When it happened, An extended member of my family told my daughter Amanda
"well at least she didn't lose a baby." I was crying my eyes out, grieving over my loss
at that time and that is what they said to my own daughter. Well Amanda knew
I don't think I'll ever get over the hurt. I just want my miscarriage to be accepted
that it was a miscarriage, that it was HUMAN LIFE, not a tumor or blob of cells.
Meanwhile, I concentrate on my 5 living children and feel blessed to have them. But
in my mind and my heart, I always remember Dylan (my full term stillborn) and also
the baby that I miscarried. And will see them in Heaven someday.

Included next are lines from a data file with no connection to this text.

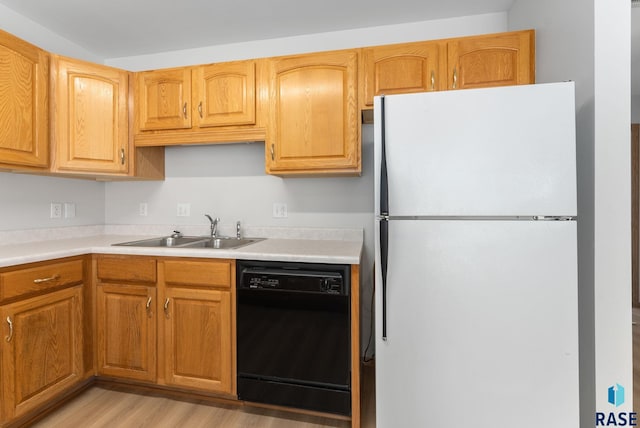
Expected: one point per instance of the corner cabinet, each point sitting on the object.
(42, 334)
(314, 119)
(24, 110)
(90, 117)
(204, 104)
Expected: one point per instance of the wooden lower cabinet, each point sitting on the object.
(197, 339)
(168, 321)
(41, 349)
(127, 331)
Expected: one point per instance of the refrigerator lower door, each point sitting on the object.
(482, 325)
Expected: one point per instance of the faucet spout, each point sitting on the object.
(214, 225)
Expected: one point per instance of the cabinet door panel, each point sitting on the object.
(91, 117)
(127, 331)
(24, 121)
(163, 99)
(401, 69)
(198, 339)
(44, 353)
(225, 94)
(494, 60)
(314, 122)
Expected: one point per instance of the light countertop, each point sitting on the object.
(295, 250)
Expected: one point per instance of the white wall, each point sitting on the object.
(38, 35)
(575, 41)
(427, 30)
(635, 107)
(25, 199)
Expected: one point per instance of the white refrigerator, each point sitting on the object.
(476, 258)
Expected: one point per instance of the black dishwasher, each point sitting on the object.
(293, 335)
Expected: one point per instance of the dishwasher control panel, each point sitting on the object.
(304, 277)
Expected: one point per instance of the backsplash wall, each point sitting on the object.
(25, 201)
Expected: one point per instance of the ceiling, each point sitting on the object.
(121, 28)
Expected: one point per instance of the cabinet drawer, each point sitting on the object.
(40, 278)
(127, 269)
(198, 273)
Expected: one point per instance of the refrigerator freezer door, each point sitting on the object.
(482, 326)
(506, 151)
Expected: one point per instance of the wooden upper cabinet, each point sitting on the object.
(90, 117)
(163, 99)
(225, 94)
(314, 120)
(24, 110)
(204, 104)
(491, 60)
(401, 69)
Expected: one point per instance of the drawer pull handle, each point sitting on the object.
(41, 280)
(8, 338)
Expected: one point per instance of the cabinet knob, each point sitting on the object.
(166, 307)
(8, 338)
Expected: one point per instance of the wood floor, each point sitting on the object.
(100, 408)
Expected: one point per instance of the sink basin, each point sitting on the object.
(191, 242)
(223, 243)
(165, 241)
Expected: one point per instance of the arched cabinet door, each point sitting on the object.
(314, 123)
(91, 125)
(492, 60)
(24, 109)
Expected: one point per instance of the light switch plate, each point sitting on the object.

“Physicians, biologists, and other scientists agree that conception marks
the beginning of the life of a human being—a being that is alive and is a
member of the human species. There is overwhelming agreement on this
point in countless medical, biological, and scientific writings.” (Report,
Subcommittee on Separation of Powers to Senate Judiciary Committee S-
158, 97th Congress, 1st Session 1981, 7.)
A blighted ovum ( also called an 'anembryonic pregnancy') is a fertilized egg which implants in the
uterus, and begins to devlop a gestational sac. The fetus does not continue to develop past the sixth to
eighth week of gestation. What seems to happen is that although the woman's egg is fertilised by the
sperm and a pregnancy begins, something goes wrong very early in the development of the fetus. Why
this happens isn't clear, but it's most likely to be the result of major genetic abnormalities. The fetus
doesn't develop properly and can't manage to survive, so it disintegrates. It's either lost, like a period,
or absorbed into the woman's body.
The placenta continues to grow, and the body is usually slow to catch on that the pregnancy is gone.
There may be no bleeding to signal a problem; later, the woman may notice a brown discharge.
Sometimes a woman will have a loss without ever knowing she was pregnant. Others will discover the
pregnancy and all will appear well throughout much if not all of the first trimester. She may not
realize she has a blighted ovum until her healthcare provider fails to detect a heartbeat or an
ultrasound reveals an empty gestational sac. Since the placental tissue generates the making of
pregnancy hormones, many women with a blighted ovum 'feel pregnant' but are destined to lose the
pregnancy. In past decades, many women miscarried blighted ovum pregnancies without knowing what
had happened. Today, however, technology has improved to the point that an ultrasound can examine
exactly what is going on inside the womb. Due to this technology, the diagnosis of a Blighted Ovum is
becoming more common.
One in six of all pregnancies end in miscarriage, the majority in the first nine weeks. Blighted ovums
are the cause of about 50% of all miscarriages, so it's an unfortunately common occurance. Although
genetic or chromosomal abnormalities are probably responsible for about half of these, there may be
other factors, including hormonal problems, illness in the mother, infection and problems with the
womb. Most women become pregnant again fairly soon after a miscarriage. The risk of another blighted
ovum is very small, as having a one doesn't mean you and your partner have genetic problems. You might
think of it as just bad luck; some describe a blighted ovum as an unfortunate mix of genes during the
'lucky draw' of fertilization.
A person's life is, unfortunately, forever changed by the loss of a baby. No one should have to
experience the kind of pain that goes with such a loss. One moment there is a world of opportunities,
with plans and hopes and dreams. Suddenly, they are all gone. It feels so unfair.
Note: I got pregnant one month after the miscarriage. So we are very blessed to
have our son Jaden, who is 7 yrs old.
Regardless of what anyone says, a miscarriage is a miscarriage. You do not have
to justify your grief or compare it to anyone else’s grief for it to be valid. A
blighted ovum is still a pregnancy, and for many women, it’s still a loss of a baby
and grief that will always carry for their entire lives.